Poppypip1 · 22/03/2022 15:46

I do think generally Mums are heavily biased to having a gender preference of a girl and this is "mumsnet" so that's why it's more Mums posting on here although I know Dads and gender neutral non binary people also post on here. I also think Dads tend to be heavily biased towards having a gender preference of a boy. Yea there's always the exception but generally that's my experience.

I have a son and have heard quite a few of the comments mentioned by the OP, I also have a vivid memory of sat with 3 of my friends who all had girls one saying "I wouldn't want a boy" I remember feeling awful, what do you say to that when you are the mother of a boy? This was many years ago and she now also has a son who she loves very much. I think sometimes it's the fear of the unknown.

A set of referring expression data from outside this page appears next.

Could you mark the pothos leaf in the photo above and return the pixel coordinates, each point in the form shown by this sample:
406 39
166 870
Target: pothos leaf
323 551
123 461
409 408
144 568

My son is absolutely amazing he's my world I love him to pieces and he's very loving and we have a good relationship, I'd love to experience parenting a girl also but if my next child is a boy i'm 100% sure I'll love them just as much.

It does sting when you're a boy mum and people make negative comments, I guess it would be the same for a girl dad to hear negative comments about daughters.

People sometimes just don't engage their brain when they speak, I think it's their version of small talk or they just don't realise they're being hurtful.

Poppypip1 · 22/03/2022 15:51

Also those that don't have a strong preference aren't going to be the ones posting on sites talking about it so again skews things to look like there's a huge preference towards girls

ethelredonagoodday · 22/03/2022 16:02

Think it goes both ways to be honest OP...

Calandor · 22/03/2022 17:23

I mean for centuries girls were seen as disposable and sometimes worse than having no child.

Now gender roles mean women like having girls probably because they can relate to them more. People think mums want girls and dads want boys. And there are probably more clothes because people try and dress them up more (gender roles again).

IAmSantaOhYesIAm · 22/03/2022 17:33

I experienced this. Had ds1 via ivf, then after subsequent ivf attempts failed we turned towards adoption - our social worker said she thought we would want a girl, I told her that I wanted a child to join our family and that when the time comes to match us I wanted to know all about the child before knowing the sex.
I then fell pregnant naturally - a real surprise! I was thrilled and honestly didn’t mind if I had a boy or girl, after our journey to become parents again it really didn’t matter to me.
I had ds2.
But the comments from people never failed to amaze me and showed true insensitivity.
Children are a blessing and a miracle - each and every one of them no matter what sex they are.